Une avancée pour la protection du climat

Motion

Le changement climatique est une réalité. Si le problème est global, chacun doit y apporter sa contribution pour y remédier. Pour atteindre, notamment les objectifs climatiques de l’accord de Paris, de nombreux efforts seront nécessaires. Une révision de la loi vaudoise sur l’énergie s’inscrit dans cette lutte contre le réchauffement climatique.

Le chauffage des immeubles d’habitation et autres locaux joue un rôle important dans le réchauffement climatique et dans l’émission de gaz à effet de serre car dans notre canton, les énergies non renouvelables chauffent encore environ deux bâtiments sur trois.
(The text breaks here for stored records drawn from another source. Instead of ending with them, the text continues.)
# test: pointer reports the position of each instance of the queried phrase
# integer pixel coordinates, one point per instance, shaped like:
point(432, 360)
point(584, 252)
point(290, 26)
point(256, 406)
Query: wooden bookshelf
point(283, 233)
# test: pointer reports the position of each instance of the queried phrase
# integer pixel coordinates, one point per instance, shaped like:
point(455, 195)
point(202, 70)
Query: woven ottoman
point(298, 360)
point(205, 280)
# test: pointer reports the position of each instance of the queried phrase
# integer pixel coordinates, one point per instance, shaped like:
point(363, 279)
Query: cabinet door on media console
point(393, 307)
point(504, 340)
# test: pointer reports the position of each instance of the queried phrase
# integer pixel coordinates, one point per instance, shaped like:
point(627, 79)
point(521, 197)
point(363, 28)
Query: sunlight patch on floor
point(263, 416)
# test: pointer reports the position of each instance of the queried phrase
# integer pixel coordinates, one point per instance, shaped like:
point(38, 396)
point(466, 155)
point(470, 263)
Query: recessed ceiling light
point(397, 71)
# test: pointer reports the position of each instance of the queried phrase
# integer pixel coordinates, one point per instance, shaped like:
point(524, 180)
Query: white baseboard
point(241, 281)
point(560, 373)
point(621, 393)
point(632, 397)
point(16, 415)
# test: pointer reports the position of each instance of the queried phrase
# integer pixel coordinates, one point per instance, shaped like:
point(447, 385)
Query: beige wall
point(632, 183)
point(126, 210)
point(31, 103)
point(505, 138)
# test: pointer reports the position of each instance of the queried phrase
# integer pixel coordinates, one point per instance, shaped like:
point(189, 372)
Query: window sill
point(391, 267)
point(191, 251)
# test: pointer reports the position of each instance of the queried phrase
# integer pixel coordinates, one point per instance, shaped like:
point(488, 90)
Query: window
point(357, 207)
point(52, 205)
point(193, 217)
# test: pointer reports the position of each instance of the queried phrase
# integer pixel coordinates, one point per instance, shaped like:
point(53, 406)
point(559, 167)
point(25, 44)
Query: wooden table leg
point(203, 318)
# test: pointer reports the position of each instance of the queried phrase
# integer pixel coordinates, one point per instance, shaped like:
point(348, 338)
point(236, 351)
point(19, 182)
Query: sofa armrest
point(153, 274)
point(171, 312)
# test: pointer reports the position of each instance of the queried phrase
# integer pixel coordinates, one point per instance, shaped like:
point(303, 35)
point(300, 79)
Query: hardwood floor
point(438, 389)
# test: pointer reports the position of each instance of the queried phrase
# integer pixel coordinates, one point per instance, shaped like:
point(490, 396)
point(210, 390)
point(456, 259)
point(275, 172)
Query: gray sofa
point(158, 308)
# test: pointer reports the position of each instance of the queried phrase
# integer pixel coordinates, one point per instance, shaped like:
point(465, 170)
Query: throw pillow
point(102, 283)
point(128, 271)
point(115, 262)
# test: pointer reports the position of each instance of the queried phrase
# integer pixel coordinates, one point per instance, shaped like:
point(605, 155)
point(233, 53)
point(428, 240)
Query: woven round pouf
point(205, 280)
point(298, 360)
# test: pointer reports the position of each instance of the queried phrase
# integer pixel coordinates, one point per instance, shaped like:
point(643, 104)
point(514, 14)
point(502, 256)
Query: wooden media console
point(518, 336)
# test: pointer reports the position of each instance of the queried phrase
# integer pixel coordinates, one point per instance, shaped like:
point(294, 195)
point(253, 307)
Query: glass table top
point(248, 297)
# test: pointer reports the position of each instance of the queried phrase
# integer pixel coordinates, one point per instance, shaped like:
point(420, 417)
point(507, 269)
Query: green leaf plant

Avec les transports, le secteur bâtiment est celui où les économies les plus importantes sont possibles et où les changements sont programmables et réalisables.

Il nous apparaît ainsi que pour protéger le climat et sauvegarder notre environnement, le gaspillage énergétique devrait être dans ce secteur si important proscrit, le recours aux énergies renouvelables la norme et l’utilisation des énergies fossiles pour le chauffage et notre confort prohibée ou à tout le moins très fortement limitée.

Tel n’est pas le cas et il devient urgent que le canton de Vaud se dote rapidement d’une stratégie climatique et énergétique à même de faciliter et d’accélérer cette transition écologique indispensable.

Par le biais de cette motion, nous demandons au Conseil d’Etat de modifier la loi vaudoise sur l’énergie en intégrant notamment les propositions et mesures suivantes :

  • Rendre obligatoire le certificat énergétique d’un bâtiment (CECB) ;
  • Rendre obligatoire la publication de cette étiquette (CECB) et de son affichage sur tout document de vente (plaquette, annonce, etc) et sur le bail à loyer ;
  • Interdire toute installation de chauffage à énergies fossiles dans les nouvelles constructions ;
  • Rendre obligatoire la production d’au moins 50% d’électricité renouvelable sur toute nouvelle construction ;
  • Rendre progressivement obligatoire l’assainissement des bâtiments qui ne correspondent pas aux classes A,B,C,D du certificat énergétique (CECB) d’ici à 2030 ;
  • Rendre progressivement obligatoire d’ici à 2030 le remplacement des chaudières à mazout par des installations à énergie renouvelable ;
  • Pérenniser et optimiser le « programme bâtiments ».